All five patients presented with abdominal pain but were ultimately diagnosed with abdominal pregnancy during surgical exploration. Surgical intervention was necessary to promptly control hemorrhage and prevent complications. Laparotomy not only confirmed the diagnosis but also facilitated subsequent treatment planning. Postoperative hCG monitoring proved essential for assessing treatment efficacy and determining the need for chemotherapy.
Conclusions
The clinical implications of this case are noteworthy.

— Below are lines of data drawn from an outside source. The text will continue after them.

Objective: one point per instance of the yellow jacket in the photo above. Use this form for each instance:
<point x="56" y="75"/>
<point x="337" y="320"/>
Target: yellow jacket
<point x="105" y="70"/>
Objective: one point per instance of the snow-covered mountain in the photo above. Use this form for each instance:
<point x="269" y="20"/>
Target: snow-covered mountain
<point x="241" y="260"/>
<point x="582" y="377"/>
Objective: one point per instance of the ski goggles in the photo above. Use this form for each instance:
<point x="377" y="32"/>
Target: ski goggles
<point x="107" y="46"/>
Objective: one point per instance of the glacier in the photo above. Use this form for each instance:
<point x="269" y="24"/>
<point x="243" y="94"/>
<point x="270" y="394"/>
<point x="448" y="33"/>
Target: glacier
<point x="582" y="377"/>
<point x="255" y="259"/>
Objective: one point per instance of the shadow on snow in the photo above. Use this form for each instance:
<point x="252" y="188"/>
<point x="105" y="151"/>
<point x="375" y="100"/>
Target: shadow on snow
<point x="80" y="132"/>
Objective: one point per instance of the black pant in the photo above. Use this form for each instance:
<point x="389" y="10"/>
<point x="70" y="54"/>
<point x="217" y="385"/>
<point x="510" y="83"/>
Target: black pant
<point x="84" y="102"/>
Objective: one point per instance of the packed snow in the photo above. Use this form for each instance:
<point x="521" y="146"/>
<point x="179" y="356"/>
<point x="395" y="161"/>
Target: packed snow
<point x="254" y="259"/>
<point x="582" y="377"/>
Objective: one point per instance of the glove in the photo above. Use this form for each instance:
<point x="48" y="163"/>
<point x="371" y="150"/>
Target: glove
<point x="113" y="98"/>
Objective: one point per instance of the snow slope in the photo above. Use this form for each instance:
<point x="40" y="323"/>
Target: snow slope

Physicians evaluating patients with abdominal pain and abnormal hCG levels should maintain a high index of suspicion for abdominal pregnancy, particularly when supported by relevant medical history. Imaging modalities such as CT and ultrasonography play a pivotal role in establishing the diagnosis. Postoperative surveillance remains critical for patient recovery and complication prevention, where early intervention and surgical expertise significantly influence outcomes. Further investigation into optimized diagnostic approaches and therapeutic protocols for abdominal pregnancy will enhance clinical management strategies.